Last year, the Detroit Police Department's new police chief, James E. White, acknowledged that law enforcement has a trust problem.

"I think you get the people to believe in policing and trust the police by partnerships. You get the increased trust through transparency and acknowledgment," he told the Detroit Free Press, adding, "I'm not speaking to Detroit, just generally speaking. So there has been a lack of trust in policing."

Well, things are off to a bad start. On Thursday night, DPD released the following vague statement in an email with the subject line, "Statement from Chief James E. White Regarding Officer Charged':

“The allegations stemming from this investigation, which have spanned several years, are disturbing and do not represent the overwhelming majority of the hardworking men and women of the Detroit Police Department. The DPD will continue to cooperate with the investigation.

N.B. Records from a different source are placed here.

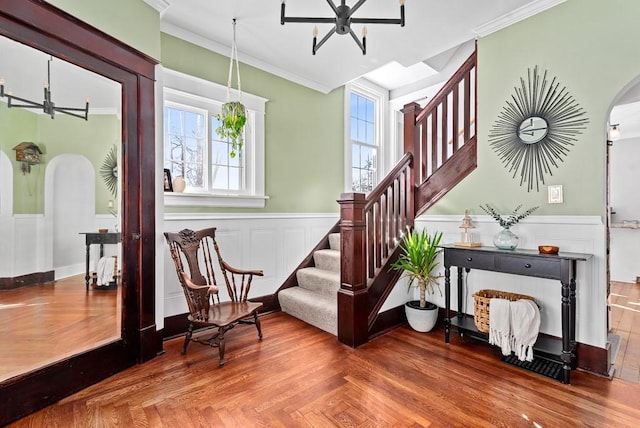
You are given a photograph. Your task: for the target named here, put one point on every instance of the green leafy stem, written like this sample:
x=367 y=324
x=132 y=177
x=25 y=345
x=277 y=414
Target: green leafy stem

Today, I am making a request to the Board of Police Commissioners that the officer-involved be suspended without pay pending the outcome of this matter.” - James E. White, Chief of Police

That's it. That's the whole statement. There is no mention of which officer was charged, or the crime allegedly committed.

A quick Google search pulls up a Fox 2 article published Thursday about a DPD officer named Michael Anthony Carson, who was arraigned on two counts of first-degree sexual conduct on Wednesday for raping a minor in West Bloomfield.

According to the article, Carson, 60, is accused of abusing the child for seven years, since the child was 6.

The obfuscating language commonly used by police was undoubtedly a huge factor that led to the 2020 summer of protests against police brutality. When the Minneapolis Police Department first described how George Floyd died, it simply reported that a man died after he "appeared to be suffering medical distress." A now-famous video shot by a 17-year-old bystander later showed that Floyd died after officer Derek Chauvin kneeled on Floyd's neck while other officers looked on. Chauvin is now behind bars for manslaughter, but he almost certainly would not be if the enormous discrepancy between how MPD described the incident and the video evidence was not revealed.

Police departments — and the journalists who parrot them — routinely use a passive voice and vague phrases like "officer-involved shooting" to describe when cops shoot people. Police love to say "officer-involved." In his statement, White says that the "officer-involved" should be suspended without pay, even though that doesn't grammatically make sense. Police are just so used to typing "officer-involved" that at this point it's muscle memory.

Metro Times replied to the press release by asking who the officer was, what they were charged with, and why DPD and other police departments always have to be so unnecessarily opaque about everything. We have not received a response.